A US Citizen who was on trial for blasphemy has been shot dead in a courtroom in the northwestern city of Peshawar.
It was not immediately clear how the young assailant, identified as Khalid Khan, managed to get into the court on July 29 amid tight security. The attacker was subsequently arrested.
The suspect told police the prophet Muhammad had ordered him to kill the man standing trial, Tahir Nasim, because he had belonged to the Ahmadi faith.
Who are Ahmadis?
Ahmadis, a 4-million-strong minority group in Pakistan, have faced death, threats, intimidation and a sustained hate campaign for decades.
Ahmadis insist they follow Islam. However, Pakistan declared the group non-Muslim in 1974 for regarding their sect’s founder, Ghulam Ahmad, as a prophet. Orthodox Islam holds there can be no prophets after Muhammad.
The Controversial Blasphemy Law in Pakistan
Pakistan’s controversial blasphemy law carries an automatic death penalty for anyone convicted of insulting God, Islam, or other religious figures.
Crowds and individuals in Pakistan often take the law into their own hands.
While authorities have yet to carry out a death sentence for blasphemy, even the mere accusation can cause riots. Domestic and international human rights groups say blasphemy allegations have often been used to intimidate religious minorities and settle personal scores.
A Punjab governor was killed by his own guard in 2011 after he defended a Christian woman, Asia Bibi, who was accused of blasphemy.
Bibi was acquitted after spending eight years on death row in a case that drew international attention. Faced with death threats from Islamic radicals upon her release, she flew to Canada to join her daughters last year.
In December, a Muslim professor in Pakistan was also sentenced to death after being convicted of blasphemy.
A court in Multan found Junaid Hafeez, who had been held for six years awaiting trial, guilty of spreading anti-Islamic ideas.
Hafeez’s lawyer said his client was wrongly convicted and he would appeal the verdict.
USCIRF’s Official Response
The United States Commission on International Religious Freedom (USCIRF) today mourns the death of Tahir Ahmad Naseem, a U.S. citizen who was shot in a courtroom in Peshawar, Pakistan on July 29, 2020. The assailant claimed to have shot Naseem because he had belonged to the Ahmadiyya faith.
“Pakistan’s blasphemy laws are indefensible to begin with but it is outrageous beyond belief that the Pakistani government was incapable of keeping an individual from being murdered within a court of law for his faith, and a U.S. citizen, nonetheless,” USCIRF Commissioner Johnnie Moore stated. “Pakistan must protect religious minorities, including individuals accused of blasphemy, in order to prevent such unimaginable tragedies.
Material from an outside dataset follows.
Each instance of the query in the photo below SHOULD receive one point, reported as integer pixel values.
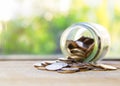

The authorities must take immediate action to bring Mr. Nassem’s killer to justice.”
Tahir Ahmad Naseem was arrested two years ago and charged with blasphemy under the Pakistan Penal Code. Blasphemy cases in Pakistan are extremely controversial and have led to riots and vigilante justice. As highlighted in a USCIRF policy update about Pakistan’s blasphemy law, USCIRF is aware of nearly 80 individuals imprisoned on blasphemy charges, half of whom face life imprisonment or the death penalty.
“As USCIRF has noted countless times, Pakistan’s blasphemy law inflames interreligious tensions and too often leads to violence,” noted USCIRF Vice Chair Anurima Bhargava. “We urge the State Department to enter into a binding agreement with the Pakistani government that includes the repeal of blasphemy provisions in the Pakistan Penal Code.”
In its 2020 Annual Report, USCIRF recommended the State Department redesignate Pakistan as a “Country of Particular Concern,” or CPC, in part because of the “systematic enforcement of blasphemy and anti-Ahmadiyya laws,” which often target religious minority communities. In a recent policy update, USCIRF provided an overview of key issues that should be included in any binding agreement between the governments of the United States and Pakistan.